What you need to submit to go to medical school:

  • Resume
  • GPA
  • MCAT
  • An Essay (stating what inspired you to go into medicine and why you want to go to medical school).
  • Any extracurricular you’ve done
  • Any research done in scholarly subjects
  • And other things depending on the school you are applying to

A lot of students wonder if they have to major in a science field in order to apply to medical school and the simple answer to that is no. Ovando advises students to major in something that they are passionate in during their undergrad years. While it may be ideal to equip oneself with some scientific knowledge, anyone can apply to medical school and still get in. Medical school reteaches its students the foundations of science and the things they need to learn to continue as a doctor.

“Extracurricular activities are advantageous experiences to have and looks good on your application when applying for medical school,” Ovando states. “However, don’t stress yourself over it. One or two extracurricular activities done well is better than having multiple half done. The best option is to keep the extracurricular to a minimum but stay heavily involved in them.”

In regard to how many times one should take the MCAT, Ovando advised the students to do it once. “Study hard for it and then do well on the first try. It looks way better on your application if you do it that way than taking it multiple times to get the desired grade. Also, while prep courses have their benefit, you don’t necessarily have to take them to pass. They don’t provide you with any new study material that you can’t get anywhere else but are more useful in helping you stay organized in your studying.”

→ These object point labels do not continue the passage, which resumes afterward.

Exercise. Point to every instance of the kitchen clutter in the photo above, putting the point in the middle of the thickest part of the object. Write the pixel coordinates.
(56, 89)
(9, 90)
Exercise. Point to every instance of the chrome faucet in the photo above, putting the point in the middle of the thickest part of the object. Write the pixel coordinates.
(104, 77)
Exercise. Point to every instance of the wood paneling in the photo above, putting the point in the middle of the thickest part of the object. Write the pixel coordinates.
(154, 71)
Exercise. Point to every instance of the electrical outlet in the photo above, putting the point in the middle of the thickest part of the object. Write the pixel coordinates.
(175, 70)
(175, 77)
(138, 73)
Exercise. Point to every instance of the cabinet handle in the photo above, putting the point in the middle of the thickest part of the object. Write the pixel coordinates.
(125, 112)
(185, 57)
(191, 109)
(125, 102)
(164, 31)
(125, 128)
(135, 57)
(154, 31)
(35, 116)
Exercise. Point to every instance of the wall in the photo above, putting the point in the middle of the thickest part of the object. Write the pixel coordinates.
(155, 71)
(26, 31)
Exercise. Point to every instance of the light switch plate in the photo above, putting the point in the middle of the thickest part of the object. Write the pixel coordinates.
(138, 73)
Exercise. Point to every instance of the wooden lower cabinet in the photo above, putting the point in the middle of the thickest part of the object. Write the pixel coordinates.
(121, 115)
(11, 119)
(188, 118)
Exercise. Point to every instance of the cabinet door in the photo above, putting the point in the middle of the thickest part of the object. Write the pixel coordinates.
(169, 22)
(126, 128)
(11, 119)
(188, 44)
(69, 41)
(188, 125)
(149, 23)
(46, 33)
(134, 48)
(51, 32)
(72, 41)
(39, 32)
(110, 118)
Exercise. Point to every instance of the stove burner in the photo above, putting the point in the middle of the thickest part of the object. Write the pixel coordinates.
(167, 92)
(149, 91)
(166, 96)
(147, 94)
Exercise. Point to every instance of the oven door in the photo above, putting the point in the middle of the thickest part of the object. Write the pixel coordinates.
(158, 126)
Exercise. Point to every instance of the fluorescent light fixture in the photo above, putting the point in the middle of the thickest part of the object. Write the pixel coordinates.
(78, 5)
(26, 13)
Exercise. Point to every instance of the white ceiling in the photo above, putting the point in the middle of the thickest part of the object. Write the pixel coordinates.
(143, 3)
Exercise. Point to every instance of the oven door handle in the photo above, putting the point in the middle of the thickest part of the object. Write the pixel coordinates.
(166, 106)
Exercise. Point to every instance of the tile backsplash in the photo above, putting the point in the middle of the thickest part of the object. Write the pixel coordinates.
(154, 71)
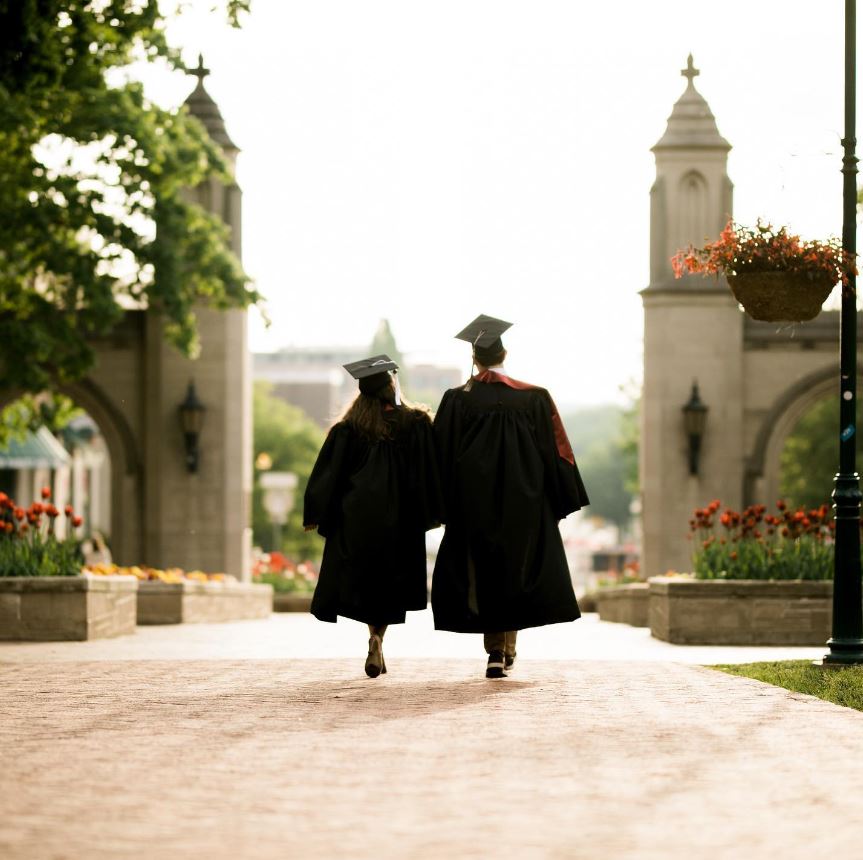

Ovando shared that his education at Southwestern Adventist University helped him learn to cope through the hectic moments of medical life. “The foundation I got here was solid,” Ovando reveals about his time at Southwestern. “The classes were really well taught and also gave me a good spiritual foundation by integrating spiritual aspects into the academia. That helped me to remember to include God in school which pulled me through med school.”